Extract chamber, its upper part opening, it is described extraction chamber opening on be provided with lid, by it is described extraction chamber opening cover
Lid;The extraction chamber passes through pipeline and the filtrate port fluid communication;The extraction chamber includes outer chamber and installed in described outer
And can the relatively described rotating inner chamber body of outer chamber in cavity;Bottom in the inner chamber body is provided with the second rabbling mechanism, institute
Stating the second rabbling mechanism includes the second agitating shaft and the second agitating vane, central shaft of second agitating shaft along the inner chamber body
Through inside inner chamber body, second agitating vane is revolved with the second stirring axis connection and by the drive of the second agitating shaft for longitudinal direction
Turn;The second motor and the second heating film are additionally provided with interlayer between the outer chamber and inner chamber body;Second motor drives
The dynamic inner chamber body rotation, and drive second agitating shaft to rotate;Second heating film is covered in the outer of the inner chamber body
On wall, to be heated to the inner chamber body;It is provided with filtering mouth in the lower wall of the inner chamber body, it is removable on the filtering mouth
That unloads is provided with the second filter screen.

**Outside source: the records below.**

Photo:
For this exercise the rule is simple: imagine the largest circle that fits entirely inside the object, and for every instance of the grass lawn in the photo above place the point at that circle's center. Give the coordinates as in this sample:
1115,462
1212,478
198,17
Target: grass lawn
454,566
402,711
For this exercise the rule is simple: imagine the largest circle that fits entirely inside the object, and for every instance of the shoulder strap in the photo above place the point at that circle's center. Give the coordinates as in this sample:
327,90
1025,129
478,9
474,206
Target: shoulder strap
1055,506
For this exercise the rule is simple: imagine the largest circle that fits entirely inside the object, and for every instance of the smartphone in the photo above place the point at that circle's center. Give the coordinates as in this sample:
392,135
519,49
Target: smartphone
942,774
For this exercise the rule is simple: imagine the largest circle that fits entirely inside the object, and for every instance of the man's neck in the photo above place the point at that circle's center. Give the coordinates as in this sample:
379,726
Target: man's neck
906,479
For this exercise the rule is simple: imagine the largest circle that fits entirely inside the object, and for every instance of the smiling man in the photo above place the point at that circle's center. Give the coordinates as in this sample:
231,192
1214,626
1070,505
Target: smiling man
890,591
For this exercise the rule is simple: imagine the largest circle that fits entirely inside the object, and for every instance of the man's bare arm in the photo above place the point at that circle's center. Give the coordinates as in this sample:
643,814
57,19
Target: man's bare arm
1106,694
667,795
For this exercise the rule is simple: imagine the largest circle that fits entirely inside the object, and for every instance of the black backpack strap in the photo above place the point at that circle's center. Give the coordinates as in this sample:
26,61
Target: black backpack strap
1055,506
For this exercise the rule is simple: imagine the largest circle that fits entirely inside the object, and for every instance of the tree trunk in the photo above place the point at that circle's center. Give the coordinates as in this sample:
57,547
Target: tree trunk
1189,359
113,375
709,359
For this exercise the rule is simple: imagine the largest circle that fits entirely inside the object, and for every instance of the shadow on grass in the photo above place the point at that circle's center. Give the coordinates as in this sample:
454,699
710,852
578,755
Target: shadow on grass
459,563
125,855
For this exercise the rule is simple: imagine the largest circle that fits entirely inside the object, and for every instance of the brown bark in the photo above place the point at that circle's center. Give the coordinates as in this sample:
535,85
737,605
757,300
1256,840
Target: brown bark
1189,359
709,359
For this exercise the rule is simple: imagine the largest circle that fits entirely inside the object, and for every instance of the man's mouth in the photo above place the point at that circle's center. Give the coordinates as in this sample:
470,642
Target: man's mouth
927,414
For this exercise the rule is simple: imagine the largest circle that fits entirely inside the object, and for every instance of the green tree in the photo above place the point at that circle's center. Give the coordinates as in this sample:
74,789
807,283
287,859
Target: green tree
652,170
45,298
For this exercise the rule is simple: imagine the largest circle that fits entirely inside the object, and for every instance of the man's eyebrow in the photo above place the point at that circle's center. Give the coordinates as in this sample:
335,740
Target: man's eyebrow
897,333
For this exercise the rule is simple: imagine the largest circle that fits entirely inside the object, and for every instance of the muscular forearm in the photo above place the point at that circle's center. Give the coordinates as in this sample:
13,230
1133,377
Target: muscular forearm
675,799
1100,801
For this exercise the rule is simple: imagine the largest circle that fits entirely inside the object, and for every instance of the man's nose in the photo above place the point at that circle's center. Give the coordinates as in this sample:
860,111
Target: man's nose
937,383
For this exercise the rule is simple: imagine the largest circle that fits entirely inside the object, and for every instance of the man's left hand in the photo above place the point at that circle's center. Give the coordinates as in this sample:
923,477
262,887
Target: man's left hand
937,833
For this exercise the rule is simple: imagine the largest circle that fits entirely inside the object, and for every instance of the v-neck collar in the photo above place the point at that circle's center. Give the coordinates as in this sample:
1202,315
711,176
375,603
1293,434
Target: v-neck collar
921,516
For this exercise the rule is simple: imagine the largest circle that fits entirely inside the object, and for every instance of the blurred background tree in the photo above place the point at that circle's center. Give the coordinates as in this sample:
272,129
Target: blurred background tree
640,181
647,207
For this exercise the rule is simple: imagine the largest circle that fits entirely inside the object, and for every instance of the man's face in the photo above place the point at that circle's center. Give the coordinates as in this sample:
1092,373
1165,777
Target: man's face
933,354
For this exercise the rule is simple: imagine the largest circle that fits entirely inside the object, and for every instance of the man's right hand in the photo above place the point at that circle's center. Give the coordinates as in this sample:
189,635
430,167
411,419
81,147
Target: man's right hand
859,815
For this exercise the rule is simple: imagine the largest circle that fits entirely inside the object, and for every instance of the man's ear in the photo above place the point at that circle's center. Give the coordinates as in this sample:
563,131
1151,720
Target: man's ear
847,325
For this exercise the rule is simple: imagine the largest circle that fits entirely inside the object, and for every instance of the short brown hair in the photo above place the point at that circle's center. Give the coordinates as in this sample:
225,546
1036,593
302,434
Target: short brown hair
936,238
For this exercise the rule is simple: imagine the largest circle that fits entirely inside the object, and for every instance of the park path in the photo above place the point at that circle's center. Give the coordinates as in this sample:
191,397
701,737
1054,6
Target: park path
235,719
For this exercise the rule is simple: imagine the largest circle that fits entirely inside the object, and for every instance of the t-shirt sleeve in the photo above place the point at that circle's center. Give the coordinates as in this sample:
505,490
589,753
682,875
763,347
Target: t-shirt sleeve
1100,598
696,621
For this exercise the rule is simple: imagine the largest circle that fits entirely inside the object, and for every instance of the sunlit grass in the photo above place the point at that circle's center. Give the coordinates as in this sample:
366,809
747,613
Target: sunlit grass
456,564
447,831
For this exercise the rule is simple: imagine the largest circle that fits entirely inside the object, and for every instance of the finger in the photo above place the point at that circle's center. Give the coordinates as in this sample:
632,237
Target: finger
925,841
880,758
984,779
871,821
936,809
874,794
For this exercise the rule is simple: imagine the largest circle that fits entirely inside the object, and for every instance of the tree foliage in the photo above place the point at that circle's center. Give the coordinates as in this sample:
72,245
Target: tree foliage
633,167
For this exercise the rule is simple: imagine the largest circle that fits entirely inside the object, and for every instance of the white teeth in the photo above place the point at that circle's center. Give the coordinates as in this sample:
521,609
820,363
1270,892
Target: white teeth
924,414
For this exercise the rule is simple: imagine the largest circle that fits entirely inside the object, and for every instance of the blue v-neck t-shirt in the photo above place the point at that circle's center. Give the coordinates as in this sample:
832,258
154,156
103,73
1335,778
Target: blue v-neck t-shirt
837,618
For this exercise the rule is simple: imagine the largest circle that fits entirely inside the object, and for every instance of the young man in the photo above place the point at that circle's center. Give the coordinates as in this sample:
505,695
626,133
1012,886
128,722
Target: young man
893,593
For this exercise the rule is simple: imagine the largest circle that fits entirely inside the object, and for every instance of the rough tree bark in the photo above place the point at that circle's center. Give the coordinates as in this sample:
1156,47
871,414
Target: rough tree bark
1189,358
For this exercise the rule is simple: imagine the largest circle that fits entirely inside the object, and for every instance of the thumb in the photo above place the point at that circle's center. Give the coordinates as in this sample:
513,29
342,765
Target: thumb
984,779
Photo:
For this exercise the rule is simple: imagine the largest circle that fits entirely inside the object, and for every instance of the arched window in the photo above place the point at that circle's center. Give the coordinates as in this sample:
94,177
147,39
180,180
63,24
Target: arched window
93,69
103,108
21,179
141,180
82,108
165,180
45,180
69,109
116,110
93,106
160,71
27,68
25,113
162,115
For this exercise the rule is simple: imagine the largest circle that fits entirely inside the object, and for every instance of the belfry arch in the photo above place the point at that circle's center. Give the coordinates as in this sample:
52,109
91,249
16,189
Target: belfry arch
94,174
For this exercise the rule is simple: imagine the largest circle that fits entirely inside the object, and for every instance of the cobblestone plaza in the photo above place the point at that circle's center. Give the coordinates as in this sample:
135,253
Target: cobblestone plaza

Preferably, in the extractor, scale is respectively arranged with the inner wall of the inner cylinder and inner chamber body.
Preferably, in the extractor, sealing ring is provided with the lower surface outer rim of the lid, so that the lid
When body is covered in the opening of the extraction chamber, the extraction intracavitary forms sealing space.
Preferably, in the extractor, the intake chute of annular, the drain are additionally provided with below the inner cylinder
Groove downward concave arc centered on setting, so that the intake chute forms the accommodating space of upper opening, the intake chute position
Set in the lower section of the filtrate port, and around the inner cylinder, fluid guidance port, the drain are offered below the intake chute
Mouth and the extraction chamber fluid communication.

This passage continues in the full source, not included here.